What’s your ideal vision of what the EPI department will look like in five years?
I want the best people entering the field to want to be here, to know that this is the place to learn the skills that they need to do their science. And no matter the science that they care about or feel passionately about, I want them to believe that this is the place that will support them in doing that work. When they’re accepted to BU or recruited here for a faculty, staff, or career development role, they should know that it is because we think their work is super-important and we believe they can excel here. And I hope they believe this is the place where they can get the skills and resources to do the work they care the most about.
It’s really hard to do good science. I want to make sure that we have an educational program that supports people at every phase. I’d love to see our alumni taking leadership roles in epidemiology and health research all across the country and internationally. That’s part of our role in public health, to train broadly, giving people the core skills and frameworks to do fantastic work wherever they are. I am excited about hiring faculty and I am very excited about our educational vision. It’s been a treat to talk to people and say, ‘Send me your best folks. We’re hiring.’

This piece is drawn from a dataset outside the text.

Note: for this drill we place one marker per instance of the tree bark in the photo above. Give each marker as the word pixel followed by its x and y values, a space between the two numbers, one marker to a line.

We are also hoping to think about how we’re funding students. One of the challenges in funding students in public health—and this is not just BU, this is everywhere in EPI—is tying student funding to faculty research. One idea we’re discussing as faculty is how to get structured training grants and support for career development awards for students to help them work with earlier career faculty, and to help them pursue distinct research agendas separate from their work as research assistants.
I think there’s often a sense that education is about the classwork, but that is obviously not only what is happening at a university. The classes are one part of it, but so much of what happens are the talks and spending time with your mentor, spending time with your peers problem solving and debating. I had a great conversation with Megan Healey and Ann Aschengrau about how we evaluate the educational programs. Our students are smart, highly energetic, devoted people, and our job is to give them guidance and help them get where they’re going.
What do you believe will be the biggest challenge when you step through the doors?
Like at any school of public health, there’s a lot of stress. There’s a lot of pressure to get grants and get papers finished. But at the end of the day, we’re here in a school of public health and we need each other. We need to collaborate. People can’t learn if they don’t admit what they don’t know. You need to make a space where people feel, ‘We are in this together. We’re learning stuff together. We’re figuring it out.’ And there’s a sense of camaraderie and connectedness about tackling the problems that we all care about.
It is a moment of real challenge for all of us in public health, and I am excited to be at BUSPH. I want to be able to create a space for all of us to come together and be intentional about the community we want to build, together.